É impraticável privilegiar uma classe com um aumento que foi calculado sem bases técnicas e que prejudica todas as outras
Agosto é um mês decisivo para o agronegócio. Há dois grandes problemas que, se não forem solucionados até o próximo dia 31, podem causar mais do que enormes prejuízos ao setor e, indo mais além - mas sem exagero -, podem arrasar a próxima safra. São eles: a indefinição jurídica sobre a tabela de fretes e a suspensão do uso de produtos à base de glifosato, o que já foi noticiado por este jornal.
Vou me ater à primeira questão, embora as duas tenham semelhanças em suas origens: são decisões sem embasamento técnico, de caráter populista e tomadas por agentes públicos no âmbito federal que, ao final, podem prejudicar o setor que hoje é o responsável por 23,5% do PIB nacional, além de ser o fiel da balança de exportações.

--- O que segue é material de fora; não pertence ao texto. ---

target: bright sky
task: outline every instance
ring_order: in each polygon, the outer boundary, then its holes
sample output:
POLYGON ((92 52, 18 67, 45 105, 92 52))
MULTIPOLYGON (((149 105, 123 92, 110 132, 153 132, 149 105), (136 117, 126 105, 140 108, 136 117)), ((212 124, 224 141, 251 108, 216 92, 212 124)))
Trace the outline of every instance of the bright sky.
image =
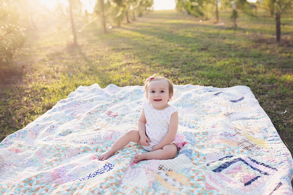
MULTIPOLYGON (((56 5, 56 0, 39 0, 42 4, 45 4, 47 7, 50 8, 54 8, 56 5)), ((81 0, 83 5, 84 6, 83 9, 83 11, 87 9, 89 13, 92 12, 93 11, 93 8, 95 6, 96 1, 81 0)), ((59 0, 59 1, 65 5, 68 5, 68 1, 67 0, 59 0)), ((154 0, 154 2, 153 7, 155 10, 174 9, 176 6, 175 0, 154 0)))
POLYGON ((154 3, 155 10, 174 9, 176 6, 175 0, 154 0, 154 3))

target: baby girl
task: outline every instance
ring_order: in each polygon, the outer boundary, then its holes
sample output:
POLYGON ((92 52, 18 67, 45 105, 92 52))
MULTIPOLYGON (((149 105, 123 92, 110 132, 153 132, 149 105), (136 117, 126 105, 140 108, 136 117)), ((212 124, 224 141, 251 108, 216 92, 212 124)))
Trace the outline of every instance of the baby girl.
POLYGON ((144 82, 149 101, 143 104, 138 129, 129 131, 119 137, 110 149, 99 156, 100 160, 108 159, 130 141, 142 145, 149 152, 135 155, 136 163, 144 160, 173 158, 177 149, 183 147, 184 136, 177 132, 178 109, 168 104, 173 95, 173 85, 168 79, 155 77, 155 75, 144 82))

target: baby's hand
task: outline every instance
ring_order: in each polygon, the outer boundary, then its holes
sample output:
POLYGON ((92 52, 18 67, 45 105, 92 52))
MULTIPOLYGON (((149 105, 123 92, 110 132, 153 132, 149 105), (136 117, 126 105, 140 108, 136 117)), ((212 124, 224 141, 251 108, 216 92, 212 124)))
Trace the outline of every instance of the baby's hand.
POLYGON ((149 146, 149 144, 148 143, 151 142, 149 138, 145 135, 143 135, 140 136, 140 144, 143 146, 149 146))

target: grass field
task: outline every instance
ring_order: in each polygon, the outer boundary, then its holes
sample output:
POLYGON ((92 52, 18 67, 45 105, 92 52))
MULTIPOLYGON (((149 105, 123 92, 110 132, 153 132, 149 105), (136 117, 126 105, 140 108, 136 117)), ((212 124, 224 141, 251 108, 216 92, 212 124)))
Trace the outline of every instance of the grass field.
POLYGON ((77 48, 69 44, 67 24, 40 25, 27 32, 13 73, 4 70, 0 141, 79 85, 141 85, 156 73, 176 84, 248 86, 293 153, 293 18, 282 18, 278 43, 273 18, 240 13, 234 30, 230 14, 220 13, 217 24, 175 11, 155 11, 106 34, 97 20, 83 27, 84 18, 77 24, 77 48))

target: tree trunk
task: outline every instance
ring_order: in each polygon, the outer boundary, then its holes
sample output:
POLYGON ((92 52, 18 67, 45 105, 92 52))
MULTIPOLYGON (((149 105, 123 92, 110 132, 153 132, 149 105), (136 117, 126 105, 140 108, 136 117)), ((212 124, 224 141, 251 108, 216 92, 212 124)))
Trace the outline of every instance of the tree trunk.
POLYGON ((132 20, 135 20, 135 16, 134 13, 134 10, 132 10, 132 20))
POLYGON ((216 16, 217 18, 217 23, 219 22, 219 12, 218 11, 218 0, 216 1, 216 16))
POLYGON ((76 38, 76 32, 75 32, 75 26, 74 25, 74 20, 72 16, 72 0, 69 0, 69 9, 70 14, 70 20, 71 21, 71 26, 72 27, 72 33, 73 34, 73 42, 74 46, 77 46, 77 41, 76 38))
POLYGON ((127 23, 130 23, 130 21, 129 21, 129 18, 128 18, 128 11, 126 11, 125 12, 125 13, 126 14, 126 19, 127 20, 127 23))
POLYGON ((281 13, 279 10, 276 12, 276 37, 277 41, 280 42, 281 39, 281 13))
POLYGON ((106 28, 106 18, 105 17, 105 8, 104 0, 100 0, 100 3, 102 6, 102 12, 103 15, 103 26, 104 27, 104 32, 106 33, 107 32, 107 29, 106 28))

O ministro Luiz Fux comanda, na próxima segunda-feira (27), a segunda audiência para tentar um acordo entre caminhoneiros e empresários sobre os valores que estão em vigência e que tornam impraticáveis os custos com transporte para o agronegócio. Importante destacar que, dentro do próprio governo, não existe consenso sobre a tabela. Ou melhor: existe um consenso de que a AGU (Advocacia Geral da União) tomou a decisão errada ao defender a política de preços mínimos para o transporte de carga no Brasil.

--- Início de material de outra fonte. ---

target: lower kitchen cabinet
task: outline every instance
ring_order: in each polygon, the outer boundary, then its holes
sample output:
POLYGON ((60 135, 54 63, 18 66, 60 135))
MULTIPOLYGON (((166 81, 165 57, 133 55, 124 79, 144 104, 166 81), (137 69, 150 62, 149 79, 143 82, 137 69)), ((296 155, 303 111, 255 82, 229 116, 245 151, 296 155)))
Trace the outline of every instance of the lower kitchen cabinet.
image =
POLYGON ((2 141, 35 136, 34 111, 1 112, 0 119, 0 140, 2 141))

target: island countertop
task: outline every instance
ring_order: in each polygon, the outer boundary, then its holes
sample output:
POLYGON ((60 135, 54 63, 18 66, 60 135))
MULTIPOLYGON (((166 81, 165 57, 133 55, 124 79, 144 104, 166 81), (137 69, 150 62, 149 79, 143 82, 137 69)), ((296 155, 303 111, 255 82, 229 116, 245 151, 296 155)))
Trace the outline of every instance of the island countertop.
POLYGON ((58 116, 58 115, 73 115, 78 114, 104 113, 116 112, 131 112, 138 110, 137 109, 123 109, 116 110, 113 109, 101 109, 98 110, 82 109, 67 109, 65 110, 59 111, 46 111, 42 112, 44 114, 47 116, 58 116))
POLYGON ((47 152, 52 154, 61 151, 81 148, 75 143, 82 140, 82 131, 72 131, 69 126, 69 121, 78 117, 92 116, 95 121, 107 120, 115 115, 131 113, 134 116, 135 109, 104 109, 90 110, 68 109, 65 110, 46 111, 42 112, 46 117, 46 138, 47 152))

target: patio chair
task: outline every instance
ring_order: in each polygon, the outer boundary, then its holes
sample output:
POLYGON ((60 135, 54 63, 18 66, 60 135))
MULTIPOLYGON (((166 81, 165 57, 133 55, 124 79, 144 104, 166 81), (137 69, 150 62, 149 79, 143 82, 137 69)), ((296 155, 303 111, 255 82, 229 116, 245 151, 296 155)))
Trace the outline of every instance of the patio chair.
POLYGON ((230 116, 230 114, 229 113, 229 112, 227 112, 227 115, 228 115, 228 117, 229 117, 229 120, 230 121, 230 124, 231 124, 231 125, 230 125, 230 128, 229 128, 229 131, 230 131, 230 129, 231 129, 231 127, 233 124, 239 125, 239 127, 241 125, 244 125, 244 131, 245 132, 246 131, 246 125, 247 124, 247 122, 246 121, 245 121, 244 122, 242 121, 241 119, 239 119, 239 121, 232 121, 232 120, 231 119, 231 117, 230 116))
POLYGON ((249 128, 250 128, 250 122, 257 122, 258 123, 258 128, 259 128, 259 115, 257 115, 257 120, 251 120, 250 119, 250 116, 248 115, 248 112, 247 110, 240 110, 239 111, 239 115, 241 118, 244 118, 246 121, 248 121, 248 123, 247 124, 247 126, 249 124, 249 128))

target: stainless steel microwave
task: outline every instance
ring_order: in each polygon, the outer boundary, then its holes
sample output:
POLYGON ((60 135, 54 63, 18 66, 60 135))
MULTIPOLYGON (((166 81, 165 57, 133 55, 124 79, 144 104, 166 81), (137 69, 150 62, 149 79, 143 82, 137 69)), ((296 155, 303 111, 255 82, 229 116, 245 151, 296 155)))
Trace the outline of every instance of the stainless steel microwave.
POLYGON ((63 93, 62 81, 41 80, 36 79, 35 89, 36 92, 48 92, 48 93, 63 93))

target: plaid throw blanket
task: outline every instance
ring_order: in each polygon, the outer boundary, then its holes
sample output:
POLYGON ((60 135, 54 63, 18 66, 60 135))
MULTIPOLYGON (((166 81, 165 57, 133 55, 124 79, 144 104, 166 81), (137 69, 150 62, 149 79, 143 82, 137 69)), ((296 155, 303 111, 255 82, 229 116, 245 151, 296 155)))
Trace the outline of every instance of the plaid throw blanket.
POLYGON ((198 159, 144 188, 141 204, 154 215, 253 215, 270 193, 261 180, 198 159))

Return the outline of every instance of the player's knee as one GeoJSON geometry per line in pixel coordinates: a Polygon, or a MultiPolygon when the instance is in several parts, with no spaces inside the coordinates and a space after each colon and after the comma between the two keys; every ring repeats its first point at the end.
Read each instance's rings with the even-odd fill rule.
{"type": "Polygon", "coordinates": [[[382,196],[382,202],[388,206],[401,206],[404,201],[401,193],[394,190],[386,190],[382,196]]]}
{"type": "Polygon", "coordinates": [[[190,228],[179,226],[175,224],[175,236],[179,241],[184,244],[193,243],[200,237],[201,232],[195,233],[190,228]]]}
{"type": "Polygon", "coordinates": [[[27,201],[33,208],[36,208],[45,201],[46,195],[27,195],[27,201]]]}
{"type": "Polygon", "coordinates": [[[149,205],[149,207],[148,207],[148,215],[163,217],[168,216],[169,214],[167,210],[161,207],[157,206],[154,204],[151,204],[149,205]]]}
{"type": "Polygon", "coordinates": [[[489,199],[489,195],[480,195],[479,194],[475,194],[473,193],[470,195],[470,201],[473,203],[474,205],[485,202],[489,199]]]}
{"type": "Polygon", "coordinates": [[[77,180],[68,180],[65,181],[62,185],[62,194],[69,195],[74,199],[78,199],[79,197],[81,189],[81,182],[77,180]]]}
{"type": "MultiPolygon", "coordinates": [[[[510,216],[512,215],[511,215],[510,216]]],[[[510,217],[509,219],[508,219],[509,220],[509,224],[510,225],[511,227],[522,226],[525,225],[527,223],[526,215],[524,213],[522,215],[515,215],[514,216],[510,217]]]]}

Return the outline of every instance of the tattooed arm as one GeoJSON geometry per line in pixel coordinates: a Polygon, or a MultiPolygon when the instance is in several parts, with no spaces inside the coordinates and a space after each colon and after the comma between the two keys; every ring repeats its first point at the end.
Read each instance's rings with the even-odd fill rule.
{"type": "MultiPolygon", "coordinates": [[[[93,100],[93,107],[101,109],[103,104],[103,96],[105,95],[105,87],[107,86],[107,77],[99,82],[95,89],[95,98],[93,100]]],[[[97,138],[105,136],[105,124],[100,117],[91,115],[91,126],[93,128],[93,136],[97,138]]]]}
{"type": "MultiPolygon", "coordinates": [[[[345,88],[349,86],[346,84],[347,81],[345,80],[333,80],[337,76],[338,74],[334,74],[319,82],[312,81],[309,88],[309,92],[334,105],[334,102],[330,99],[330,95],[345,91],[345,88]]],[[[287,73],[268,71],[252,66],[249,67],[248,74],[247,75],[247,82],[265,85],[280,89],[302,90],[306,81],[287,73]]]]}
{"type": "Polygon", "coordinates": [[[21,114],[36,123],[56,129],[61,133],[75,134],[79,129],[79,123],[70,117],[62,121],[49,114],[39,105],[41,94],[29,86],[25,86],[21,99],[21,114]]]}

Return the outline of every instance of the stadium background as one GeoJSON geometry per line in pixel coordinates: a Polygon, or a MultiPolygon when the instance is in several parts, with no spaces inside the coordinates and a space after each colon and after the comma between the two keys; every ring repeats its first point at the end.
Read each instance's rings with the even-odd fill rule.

O Ministério da Fazenda já enviou um parecer contrário ao STF (Supremo Tribunal Federal) contra o tabelamento de preços. Embora a medida provisória tenha sido negociada pelo Palácio do Planalto e pelos ministros da Fazenda e do Planejamento com os caminhoneiros para acabar com a greve, a avaliação interna é de que a ação foi anticoncorrencial e desfavorável ao ambiente de negócios.

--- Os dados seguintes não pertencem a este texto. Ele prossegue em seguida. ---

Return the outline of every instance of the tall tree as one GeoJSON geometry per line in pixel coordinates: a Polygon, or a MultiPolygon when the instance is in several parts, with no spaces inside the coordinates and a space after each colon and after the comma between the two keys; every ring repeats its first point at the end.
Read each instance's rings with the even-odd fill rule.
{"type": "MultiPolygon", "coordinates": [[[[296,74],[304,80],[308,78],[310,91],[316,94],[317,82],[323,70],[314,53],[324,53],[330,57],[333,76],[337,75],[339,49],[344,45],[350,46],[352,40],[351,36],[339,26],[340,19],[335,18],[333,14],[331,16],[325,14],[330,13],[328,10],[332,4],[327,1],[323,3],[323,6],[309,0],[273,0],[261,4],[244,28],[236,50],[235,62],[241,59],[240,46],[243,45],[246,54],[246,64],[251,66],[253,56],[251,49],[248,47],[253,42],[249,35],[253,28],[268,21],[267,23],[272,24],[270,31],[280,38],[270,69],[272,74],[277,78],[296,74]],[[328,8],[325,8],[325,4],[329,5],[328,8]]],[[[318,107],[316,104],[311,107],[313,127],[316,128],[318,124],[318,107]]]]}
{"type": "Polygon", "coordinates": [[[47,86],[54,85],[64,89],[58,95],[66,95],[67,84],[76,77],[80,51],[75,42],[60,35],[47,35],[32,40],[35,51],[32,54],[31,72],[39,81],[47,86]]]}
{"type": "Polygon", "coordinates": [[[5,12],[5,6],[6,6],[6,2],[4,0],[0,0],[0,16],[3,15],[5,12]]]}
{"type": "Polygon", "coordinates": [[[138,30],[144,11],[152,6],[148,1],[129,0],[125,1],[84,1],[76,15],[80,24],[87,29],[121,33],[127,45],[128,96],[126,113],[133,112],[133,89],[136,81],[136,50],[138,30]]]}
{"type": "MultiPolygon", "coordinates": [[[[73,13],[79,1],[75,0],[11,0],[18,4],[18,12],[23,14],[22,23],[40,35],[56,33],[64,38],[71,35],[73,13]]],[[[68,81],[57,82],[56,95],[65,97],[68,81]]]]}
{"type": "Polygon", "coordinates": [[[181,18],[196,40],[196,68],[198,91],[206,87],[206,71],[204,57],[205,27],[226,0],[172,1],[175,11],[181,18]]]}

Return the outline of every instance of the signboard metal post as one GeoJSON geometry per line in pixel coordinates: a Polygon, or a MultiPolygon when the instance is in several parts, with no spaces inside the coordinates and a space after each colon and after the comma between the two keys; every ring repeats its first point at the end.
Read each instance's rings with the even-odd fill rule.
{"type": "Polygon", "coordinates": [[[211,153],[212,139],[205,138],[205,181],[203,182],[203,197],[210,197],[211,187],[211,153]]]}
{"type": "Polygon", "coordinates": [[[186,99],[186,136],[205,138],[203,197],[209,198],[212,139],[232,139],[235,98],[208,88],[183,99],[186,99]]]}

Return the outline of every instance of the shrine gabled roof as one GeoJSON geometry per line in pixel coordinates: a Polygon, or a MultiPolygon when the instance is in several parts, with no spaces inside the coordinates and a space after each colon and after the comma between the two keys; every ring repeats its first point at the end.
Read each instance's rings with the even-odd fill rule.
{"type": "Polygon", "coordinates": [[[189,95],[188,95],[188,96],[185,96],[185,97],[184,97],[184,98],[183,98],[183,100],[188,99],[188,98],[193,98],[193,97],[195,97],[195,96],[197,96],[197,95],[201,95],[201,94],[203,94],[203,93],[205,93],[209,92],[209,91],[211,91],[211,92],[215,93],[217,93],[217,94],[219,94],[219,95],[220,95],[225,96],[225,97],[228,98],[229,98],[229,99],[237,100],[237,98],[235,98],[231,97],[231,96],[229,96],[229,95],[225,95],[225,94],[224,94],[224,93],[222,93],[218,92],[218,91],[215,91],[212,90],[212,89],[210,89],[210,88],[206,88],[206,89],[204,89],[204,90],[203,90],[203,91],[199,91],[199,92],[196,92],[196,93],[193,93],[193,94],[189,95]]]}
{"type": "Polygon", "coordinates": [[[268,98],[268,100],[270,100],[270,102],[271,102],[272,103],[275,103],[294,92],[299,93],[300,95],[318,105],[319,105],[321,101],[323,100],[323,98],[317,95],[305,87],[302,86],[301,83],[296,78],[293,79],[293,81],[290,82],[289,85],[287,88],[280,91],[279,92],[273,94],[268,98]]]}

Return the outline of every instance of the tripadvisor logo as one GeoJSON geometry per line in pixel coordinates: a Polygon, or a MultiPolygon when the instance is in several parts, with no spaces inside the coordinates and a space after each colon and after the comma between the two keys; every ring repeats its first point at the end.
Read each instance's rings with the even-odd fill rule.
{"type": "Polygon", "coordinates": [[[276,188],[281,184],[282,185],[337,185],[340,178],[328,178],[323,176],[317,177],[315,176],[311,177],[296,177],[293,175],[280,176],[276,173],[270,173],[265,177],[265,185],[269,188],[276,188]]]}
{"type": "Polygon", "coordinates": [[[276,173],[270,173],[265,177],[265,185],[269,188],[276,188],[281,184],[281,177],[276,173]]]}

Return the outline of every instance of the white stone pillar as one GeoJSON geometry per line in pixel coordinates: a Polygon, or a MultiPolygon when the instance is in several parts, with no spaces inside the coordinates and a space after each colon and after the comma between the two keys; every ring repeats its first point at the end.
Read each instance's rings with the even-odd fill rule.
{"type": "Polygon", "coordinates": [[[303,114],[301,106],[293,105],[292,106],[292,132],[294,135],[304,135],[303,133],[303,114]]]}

Na prática, o Ministério da Fazenda reconheceu o tamanho do erro e os prejuízos que ele pode causar, reforçando o argumento das entidades produtivas que incluem não só o agro, mas também a indústria e o comércio: de que o tabelamento de preços fere o princípio da livre concorrência.
O parecer da Fazenda é muito claro neste sentido quando aponta: "Ao reintroduzir o tabelamento em setor aberto à livre concorrência sem a devida análise do impacto que a medida terá sobre os demais mercados e, em última análise, sobre o consumidor, não conseguirá assegurar, conforme propôs, a existência digna, conforme os ditames da justiça social".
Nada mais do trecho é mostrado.